I’m not sure I remember the gossip, I say. Didn’t he leave you for Bo Derek ?
“He sure did, and I trained Bo to be in the movie they were doing together! Bo and I are friends now and he’s dead, so the story isn’t even important except for the point that I wanted to die. Trouble was, I was in such good health that it was never going to happen. I kept hoping that John would come back. Then, one day I thought, ‘Why am I dying for this man that after nine years of marriage doesn’t even care about me?’ I made a decision that I was going to live, and then my whole life turned around instantly. Within a week I started eating. I started getting job offers to go back to work, because I basically retired after he and I got together, scaling down and even quitting my role on “Big Valley” because he didn’t want me to work, except to do projects with him, which weren’t very successful. We had no money, so it was difficult for us. But, everything, including Dynasty, came after I changed my mind. Opportunities came and doors opened immediately. I love encouraging women to know that when we take our mind off of men, putting it back on us, that’s when miracles happen.”

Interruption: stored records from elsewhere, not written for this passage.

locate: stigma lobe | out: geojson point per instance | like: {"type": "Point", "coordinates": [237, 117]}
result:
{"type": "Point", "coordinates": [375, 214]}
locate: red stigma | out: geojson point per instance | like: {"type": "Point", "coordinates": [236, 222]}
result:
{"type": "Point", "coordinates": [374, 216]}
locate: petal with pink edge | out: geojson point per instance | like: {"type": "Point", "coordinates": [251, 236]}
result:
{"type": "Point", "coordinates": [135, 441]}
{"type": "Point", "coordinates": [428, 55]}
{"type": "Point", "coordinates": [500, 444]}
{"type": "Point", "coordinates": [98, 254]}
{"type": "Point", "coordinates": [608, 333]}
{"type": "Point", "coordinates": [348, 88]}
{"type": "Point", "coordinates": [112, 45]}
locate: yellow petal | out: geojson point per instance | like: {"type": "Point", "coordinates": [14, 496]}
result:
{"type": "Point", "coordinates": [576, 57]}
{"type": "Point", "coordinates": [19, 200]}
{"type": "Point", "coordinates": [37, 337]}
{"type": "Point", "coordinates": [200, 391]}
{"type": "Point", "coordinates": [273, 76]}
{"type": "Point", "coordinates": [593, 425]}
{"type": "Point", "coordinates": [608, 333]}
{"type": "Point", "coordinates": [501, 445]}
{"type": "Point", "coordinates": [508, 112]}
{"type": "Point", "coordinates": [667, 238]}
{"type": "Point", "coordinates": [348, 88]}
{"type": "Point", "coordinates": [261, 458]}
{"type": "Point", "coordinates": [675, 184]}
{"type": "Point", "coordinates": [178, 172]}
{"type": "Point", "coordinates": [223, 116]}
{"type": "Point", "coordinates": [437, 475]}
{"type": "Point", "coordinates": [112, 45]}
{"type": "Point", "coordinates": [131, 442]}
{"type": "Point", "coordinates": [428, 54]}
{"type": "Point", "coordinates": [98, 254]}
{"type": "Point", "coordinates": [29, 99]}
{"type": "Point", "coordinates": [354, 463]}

So it was your intention to shift your life that made the difference? I asked.
“Exactly! The minute I did that, my life opened up again. And, I might add, when Yanni and I broke up years later, even though we were also together for nine years and I loved him dearly, this time around I did not feel like dying. I intended to trust life, even with regard to my love life. Intention is everything.”
See what I mean about the B12 shot? In all honesty, Linda was different than the image I had held all these years in my mind. She was better–all of the things I had loved about her television characters, with more chutzpa than those young, naïve beauties ever had. So, my happily-ever-after starry-eyed fantasies remain. Linda’s assistant, Kim Hanley, I might add, was not only not rude, but bent over backwards to help out, reminding me that goodness comes from the top down (or doesn’t). In closing, even if Linda has answered my type of questions a thousand times, she didn’t show any signs of boredom. Come to think of it, neither did I.
This was one situation where no acting was required.